Section 15 – Equality Rights: Every individual is equal before and under the law and has the right to the equal protection and equal benefit of the law without discrimination and, in particular, without discrimination based on race, national or ethnic origin, colour, religion, sex, age or mental or physical disability.

Subsection (1) does not preclude any law, program or activity that has as its object the amelioration of conditions of disadvantaged individuals or groups including those that are disadvantaged because of race, national or ethnic origin, colour, religion, sex, age or mental or physical disability. This section of the Charter makes it clear that every individual in Canada – regardless of race, religion, national or ethnic origin, colour, sex, age or physical or mental disability – is to be considered equal. This means that governments must not discriminate on any of these grounds in its laws or programs. The Supreme Court of Canada has stated that the purpose of section 15 is to protect those groups who suffer social, political and legal disadvantage in society. For more details on the Charter go to

On August 12, 2006, the Federal Court of Canada released a decision that has significant implications for access of deaf, deafened, deaf-blind and hard of hearing Canadians to the federal government. “It is fundamental to an inclusive society that those with disabilities be accommodated when interacting with the institutions of government.” The decision included three important declarations:

  1. Where a deaf or hard of hearing person receives services or participates in programs administered by the Government of Canada, sign language interpreters are to be provided.
  2. Where the Government of Canada engages in public or private consultations with non-governmental organizations in the development of policy and programs in which the deaf and hard of hearing have identifiable interests, sign language interpreters must be provided where organizations of deaf and hard of hearing people wish to be involved.
  3. In the above circumstances, the Government of Canada is responsible for the cost of access.

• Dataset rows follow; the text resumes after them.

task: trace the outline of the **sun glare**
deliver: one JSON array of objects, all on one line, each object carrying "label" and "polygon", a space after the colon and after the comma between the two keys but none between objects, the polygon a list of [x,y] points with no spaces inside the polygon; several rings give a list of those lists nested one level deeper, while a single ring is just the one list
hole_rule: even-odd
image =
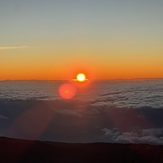
[{"label": "sun glare", "polygon": [[84,81],[86,80],[85,74],[79,73],[79,74],[76,76],[76,80],[79,81],[79,82],[84,82]]}]

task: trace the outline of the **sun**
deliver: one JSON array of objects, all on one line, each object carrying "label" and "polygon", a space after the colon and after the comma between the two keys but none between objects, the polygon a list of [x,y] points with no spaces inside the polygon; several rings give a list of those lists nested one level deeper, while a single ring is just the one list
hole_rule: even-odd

In Alberta this is managed by the Access to Government Publications, Meetings, and Services – Alternative Communications Policy:

“The Government of Alberta will ensure equitable access to the information intended for the general public in its publications, public meetings and services, to persons with alternative communications needs. Information will be provided within a reasonable time and at a cost that will not exceed that charged to persons without alternative communications needs. Information will be provided in the most cost-effective format possible to meet the communication need of the individual client.”